TAK banyak yang bisa saya bayangkan saat kaki menjejakkan Bandara Juanda, Surabaya, Jawa Timur, selain sebuah ibu kota provinsi yang padat aktivitas penduduk urban. Nyatanya bayangan ruwetnya Jakarta tak pernah terbukti, bahkan di kota besar seperti Surabaya.
"Mungkin karena jalan-jalannya enggak pas jam sibuk di tengah kota, jadi enggak ketemu macet," ujar Diane Laurentia, asisten MICE Manager Hotel Mercure Grand Miramar, saat saya dan beberapa rekan wartawan mengikuti inspeksi di sana dua pekan lalu.
Pembangunan di kota itu tampak begitu pesat. Proyek konstruksi di mana-mana. Tapi memang bukan jalanan macet atau konstruksi mal ala Jakarta yang ingin saya cari, melainkan keindahan menawan yang membuat napas tertahan dan pandangan mata tak beranjak. Seperti deretan gedung kuno di kawasan kota tua.
Peninggalan Belanda
Satu hal yang cukup membantu adalah lokasi tempat kami menginap di Hotel Ibis Rajawali yang terletak di kota tua Surabaya yang sarat sejarah.
Julangan bangunan-bangunan peninggalan masa kolonial Belanda mengelilingi pandangan di sana. Kemegahan gedung-gedung masa lalu dengan pintu-pintu tinggi memikat hati meski tak semuanya masih berfungsi.
Banyak bangunan di kawasan utara Surabaya itu dilengkapi papan informasi di depannya, yang memberitahukan bahwa bangunan termasuk dalam cagar budaya pelestarian arsitektur sesuai peraturan daerah.
Pejalan kaki di kawasan ini pun mulai dimanja dengan jalur trotoar selebar kira-kira 4 meter di tepi jalan utama, termasuk di depan hotel, meski masih putus-sambung karena pembangunannya masih berlangsung.
Sekelompok orang berwajah Melayu keluar dari hotel saat saya juga hendak keluar, menikmati sore di Jembatan Merah yang jaraknya tak sampai 500 meter dari pintu masuk hotel. "Tamu dari Malaysia. Banyak yang suka ke sini untuk belanja di Pusat Grosir Jembatan Merah," cetus Saiful Malik, front office manager hotel, menjawab rasa ingin tahu saya tentang mereka.

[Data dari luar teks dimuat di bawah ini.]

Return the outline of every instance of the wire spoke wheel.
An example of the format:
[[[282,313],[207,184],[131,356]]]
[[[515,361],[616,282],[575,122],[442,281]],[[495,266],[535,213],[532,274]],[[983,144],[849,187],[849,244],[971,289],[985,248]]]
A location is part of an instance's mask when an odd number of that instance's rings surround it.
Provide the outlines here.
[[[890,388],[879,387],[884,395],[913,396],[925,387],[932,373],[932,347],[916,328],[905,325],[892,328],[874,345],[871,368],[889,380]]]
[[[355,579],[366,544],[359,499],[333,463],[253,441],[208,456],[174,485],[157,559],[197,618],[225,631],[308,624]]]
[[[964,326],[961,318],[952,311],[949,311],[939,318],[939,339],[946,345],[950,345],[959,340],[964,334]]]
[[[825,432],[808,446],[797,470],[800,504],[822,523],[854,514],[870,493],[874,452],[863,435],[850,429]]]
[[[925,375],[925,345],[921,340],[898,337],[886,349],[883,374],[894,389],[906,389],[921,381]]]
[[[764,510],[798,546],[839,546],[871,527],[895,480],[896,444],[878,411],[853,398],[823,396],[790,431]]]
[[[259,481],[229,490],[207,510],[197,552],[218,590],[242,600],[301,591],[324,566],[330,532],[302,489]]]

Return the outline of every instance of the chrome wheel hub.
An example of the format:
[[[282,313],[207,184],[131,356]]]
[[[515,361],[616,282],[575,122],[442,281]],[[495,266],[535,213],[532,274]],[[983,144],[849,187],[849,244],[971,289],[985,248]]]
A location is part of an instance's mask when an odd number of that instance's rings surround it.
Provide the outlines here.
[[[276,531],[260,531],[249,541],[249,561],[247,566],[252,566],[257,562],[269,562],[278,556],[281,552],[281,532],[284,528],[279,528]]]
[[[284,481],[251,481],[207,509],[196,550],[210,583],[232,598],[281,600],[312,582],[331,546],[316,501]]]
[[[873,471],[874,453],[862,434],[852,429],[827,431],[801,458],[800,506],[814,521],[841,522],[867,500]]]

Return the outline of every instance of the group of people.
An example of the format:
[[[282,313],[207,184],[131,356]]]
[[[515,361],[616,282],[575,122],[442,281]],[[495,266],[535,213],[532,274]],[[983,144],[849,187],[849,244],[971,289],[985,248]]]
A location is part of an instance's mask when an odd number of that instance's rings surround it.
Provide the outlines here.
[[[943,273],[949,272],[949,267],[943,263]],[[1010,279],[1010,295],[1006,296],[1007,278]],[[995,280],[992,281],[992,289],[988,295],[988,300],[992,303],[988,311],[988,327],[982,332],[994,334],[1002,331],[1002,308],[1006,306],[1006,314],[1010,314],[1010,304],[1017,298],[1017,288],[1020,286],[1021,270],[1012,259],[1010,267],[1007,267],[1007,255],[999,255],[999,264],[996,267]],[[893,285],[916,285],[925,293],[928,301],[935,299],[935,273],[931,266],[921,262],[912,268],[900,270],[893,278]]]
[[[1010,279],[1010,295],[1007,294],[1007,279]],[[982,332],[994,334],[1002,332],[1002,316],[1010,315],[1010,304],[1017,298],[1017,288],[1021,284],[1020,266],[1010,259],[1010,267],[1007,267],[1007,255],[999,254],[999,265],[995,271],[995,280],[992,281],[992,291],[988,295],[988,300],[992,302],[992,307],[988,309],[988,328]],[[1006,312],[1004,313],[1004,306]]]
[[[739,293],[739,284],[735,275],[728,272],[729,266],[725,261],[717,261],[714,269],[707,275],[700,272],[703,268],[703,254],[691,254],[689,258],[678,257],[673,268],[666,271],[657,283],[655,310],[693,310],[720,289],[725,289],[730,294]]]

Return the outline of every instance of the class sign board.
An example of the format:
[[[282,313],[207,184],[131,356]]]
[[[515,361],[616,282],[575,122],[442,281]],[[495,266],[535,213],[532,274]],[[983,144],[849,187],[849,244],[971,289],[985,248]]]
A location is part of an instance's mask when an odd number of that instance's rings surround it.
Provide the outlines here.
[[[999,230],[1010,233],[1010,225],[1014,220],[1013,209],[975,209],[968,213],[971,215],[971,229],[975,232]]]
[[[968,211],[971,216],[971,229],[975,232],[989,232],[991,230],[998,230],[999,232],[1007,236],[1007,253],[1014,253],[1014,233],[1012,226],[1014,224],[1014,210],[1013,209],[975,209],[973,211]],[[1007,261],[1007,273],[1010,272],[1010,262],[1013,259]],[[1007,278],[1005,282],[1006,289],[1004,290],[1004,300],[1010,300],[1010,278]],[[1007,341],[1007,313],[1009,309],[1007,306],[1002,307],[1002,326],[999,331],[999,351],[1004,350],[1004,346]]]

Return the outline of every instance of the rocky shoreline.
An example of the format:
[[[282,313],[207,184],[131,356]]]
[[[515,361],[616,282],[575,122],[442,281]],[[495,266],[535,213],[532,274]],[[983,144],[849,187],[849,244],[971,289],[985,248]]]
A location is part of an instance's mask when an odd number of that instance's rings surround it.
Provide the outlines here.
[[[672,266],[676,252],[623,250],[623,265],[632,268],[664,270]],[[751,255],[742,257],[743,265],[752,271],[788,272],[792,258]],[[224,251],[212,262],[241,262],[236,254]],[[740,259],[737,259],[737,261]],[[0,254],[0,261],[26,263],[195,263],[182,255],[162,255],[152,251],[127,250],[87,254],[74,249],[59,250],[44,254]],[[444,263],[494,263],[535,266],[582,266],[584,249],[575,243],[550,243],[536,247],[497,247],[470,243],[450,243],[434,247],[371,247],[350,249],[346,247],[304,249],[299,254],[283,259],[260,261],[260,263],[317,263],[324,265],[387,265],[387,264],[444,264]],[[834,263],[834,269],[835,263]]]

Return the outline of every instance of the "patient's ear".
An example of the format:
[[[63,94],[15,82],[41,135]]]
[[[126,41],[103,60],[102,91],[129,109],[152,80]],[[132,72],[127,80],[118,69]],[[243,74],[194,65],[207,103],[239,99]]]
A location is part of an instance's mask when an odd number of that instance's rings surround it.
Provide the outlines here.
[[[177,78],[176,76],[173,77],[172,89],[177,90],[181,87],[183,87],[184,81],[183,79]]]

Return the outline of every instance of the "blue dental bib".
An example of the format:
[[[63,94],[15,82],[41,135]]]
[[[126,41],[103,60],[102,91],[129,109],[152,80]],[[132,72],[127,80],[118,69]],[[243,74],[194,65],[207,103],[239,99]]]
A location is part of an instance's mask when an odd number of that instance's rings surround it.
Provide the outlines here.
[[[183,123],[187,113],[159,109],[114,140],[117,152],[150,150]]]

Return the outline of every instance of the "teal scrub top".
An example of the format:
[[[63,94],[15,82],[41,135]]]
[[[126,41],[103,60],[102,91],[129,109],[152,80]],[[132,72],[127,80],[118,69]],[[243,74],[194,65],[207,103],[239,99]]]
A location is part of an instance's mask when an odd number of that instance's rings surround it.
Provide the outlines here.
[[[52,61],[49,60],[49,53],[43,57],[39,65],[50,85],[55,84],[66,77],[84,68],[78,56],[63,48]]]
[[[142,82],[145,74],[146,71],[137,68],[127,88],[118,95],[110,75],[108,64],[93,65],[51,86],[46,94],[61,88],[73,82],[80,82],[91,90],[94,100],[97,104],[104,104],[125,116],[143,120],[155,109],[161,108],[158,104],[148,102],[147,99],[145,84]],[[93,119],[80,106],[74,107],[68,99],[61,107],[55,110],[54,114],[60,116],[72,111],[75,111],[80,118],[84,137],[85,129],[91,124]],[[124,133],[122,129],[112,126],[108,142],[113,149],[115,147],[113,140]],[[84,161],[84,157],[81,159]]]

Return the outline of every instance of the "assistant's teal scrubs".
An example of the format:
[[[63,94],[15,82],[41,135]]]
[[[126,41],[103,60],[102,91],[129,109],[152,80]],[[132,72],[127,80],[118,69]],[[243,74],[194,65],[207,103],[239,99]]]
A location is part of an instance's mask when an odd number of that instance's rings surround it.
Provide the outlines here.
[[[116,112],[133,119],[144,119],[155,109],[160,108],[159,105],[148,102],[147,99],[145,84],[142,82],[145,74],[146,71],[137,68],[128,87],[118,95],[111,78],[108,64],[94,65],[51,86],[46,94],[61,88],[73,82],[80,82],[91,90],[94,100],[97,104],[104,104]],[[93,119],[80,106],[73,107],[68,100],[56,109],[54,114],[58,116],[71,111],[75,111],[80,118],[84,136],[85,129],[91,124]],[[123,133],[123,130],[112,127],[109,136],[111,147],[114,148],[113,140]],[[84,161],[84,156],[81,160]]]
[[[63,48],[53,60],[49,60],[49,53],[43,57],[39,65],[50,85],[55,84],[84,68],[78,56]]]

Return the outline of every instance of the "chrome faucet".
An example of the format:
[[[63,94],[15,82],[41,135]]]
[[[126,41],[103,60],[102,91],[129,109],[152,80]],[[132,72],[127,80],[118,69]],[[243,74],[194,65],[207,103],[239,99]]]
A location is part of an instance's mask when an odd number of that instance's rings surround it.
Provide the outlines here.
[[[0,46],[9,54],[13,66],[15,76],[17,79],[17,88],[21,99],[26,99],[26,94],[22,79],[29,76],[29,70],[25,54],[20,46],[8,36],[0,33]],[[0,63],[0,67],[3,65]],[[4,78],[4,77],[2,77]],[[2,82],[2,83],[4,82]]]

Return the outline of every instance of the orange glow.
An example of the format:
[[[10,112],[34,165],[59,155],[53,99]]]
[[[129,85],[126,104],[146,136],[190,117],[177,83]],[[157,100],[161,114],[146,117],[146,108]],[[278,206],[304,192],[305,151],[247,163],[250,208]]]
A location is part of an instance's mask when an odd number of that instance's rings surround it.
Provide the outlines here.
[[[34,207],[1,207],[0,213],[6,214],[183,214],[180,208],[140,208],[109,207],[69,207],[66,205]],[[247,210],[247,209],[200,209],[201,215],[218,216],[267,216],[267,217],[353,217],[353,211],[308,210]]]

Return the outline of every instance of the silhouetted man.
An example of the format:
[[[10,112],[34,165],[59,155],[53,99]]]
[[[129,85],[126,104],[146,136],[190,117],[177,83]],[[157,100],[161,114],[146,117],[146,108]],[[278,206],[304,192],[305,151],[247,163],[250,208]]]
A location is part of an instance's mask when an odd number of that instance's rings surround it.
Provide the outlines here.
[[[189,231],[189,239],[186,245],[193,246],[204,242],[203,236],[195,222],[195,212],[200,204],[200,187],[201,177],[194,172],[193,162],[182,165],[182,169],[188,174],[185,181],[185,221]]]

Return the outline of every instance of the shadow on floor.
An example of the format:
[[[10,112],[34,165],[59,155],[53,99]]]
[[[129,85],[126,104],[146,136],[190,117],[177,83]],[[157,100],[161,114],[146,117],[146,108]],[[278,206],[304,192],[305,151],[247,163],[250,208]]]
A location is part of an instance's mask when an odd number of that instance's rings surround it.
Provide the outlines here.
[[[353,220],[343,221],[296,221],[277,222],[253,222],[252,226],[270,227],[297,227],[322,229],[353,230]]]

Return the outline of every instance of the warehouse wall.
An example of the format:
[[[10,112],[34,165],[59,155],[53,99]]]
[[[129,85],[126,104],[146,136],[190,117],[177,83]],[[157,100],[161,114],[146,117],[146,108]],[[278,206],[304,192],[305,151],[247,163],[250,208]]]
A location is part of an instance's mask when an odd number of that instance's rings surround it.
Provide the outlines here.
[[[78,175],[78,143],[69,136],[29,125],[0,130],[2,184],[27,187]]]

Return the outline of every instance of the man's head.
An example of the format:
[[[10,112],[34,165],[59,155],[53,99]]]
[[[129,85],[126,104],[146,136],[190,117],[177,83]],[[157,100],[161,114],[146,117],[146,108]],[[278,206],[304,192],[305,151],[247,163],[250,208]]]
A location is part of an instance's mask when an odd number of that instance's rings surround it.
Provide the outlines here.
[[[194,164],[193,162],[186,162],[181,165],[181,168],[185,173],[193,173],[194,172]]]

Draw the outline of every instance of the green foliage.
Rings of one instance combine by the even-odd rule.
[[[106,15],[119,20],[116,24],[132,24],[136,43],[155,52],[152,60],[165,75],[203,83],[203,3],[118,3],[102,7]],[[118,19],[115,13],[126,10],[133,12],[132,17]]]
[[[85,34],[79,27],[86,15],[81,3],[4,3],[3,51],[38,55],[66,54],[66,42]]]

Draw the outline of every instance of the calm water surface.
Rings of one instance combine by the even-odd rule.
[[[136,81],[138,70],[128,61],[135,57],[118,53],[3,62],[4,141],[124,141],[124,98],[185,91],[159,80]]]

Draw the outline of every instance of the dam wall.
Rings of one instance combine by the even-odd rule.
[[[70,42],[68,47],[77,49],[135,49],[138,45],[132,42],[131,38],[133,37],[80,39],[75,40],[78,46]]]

Pusat grosir itu terletak hanya di seberang hotel, di lokasi tewasnya pemimpin pasukan Inggris Jenderal Mallaby yang dikirim ke Surabaya setelah Perang Dunia II untuk melucuti tentara Jepang.
Kampung Arab
Selain gedung-gedung lawas di kawasan kota tua, beberapa rumah tinggal penduduk juga tampil cantik dengan gaya 'jadul'-nya. Beberapa rumah di jalan-jalan kecil di kawasan Kampung Arab masih berfasad asli dengan lebar muka 5-6 meter.
Tatanan bukaannya simetris, sebuah pintu di tengah bidang dan dua jendela di setiap sisinya. Keaslian bangunan tampak dari lubang udara di atas pintu dan konsol yang dibuat dari besi bermotif lengkung, atau keriting, beberapa rekan arsitek menyebutnya. Beberapa fasad tampak asli, tapi mayoritas telah dirombak habis-habisan. Sayang.
Jalan kecil di Kampung Arab ini merupakan jalur masuk ke Masjid Sunan Ampel, salah satu tujuan wisata religi di Surabaya. Dari Jalan Nyamplungan yang merupakan jalan raya, perjalanan berlanjut dengan berjalan kaki menelusuri gang kecil, Jalan Ampel Kembang. Lebarnya tak lebih dari 3 meter dan membelah permukiman padat penduduk.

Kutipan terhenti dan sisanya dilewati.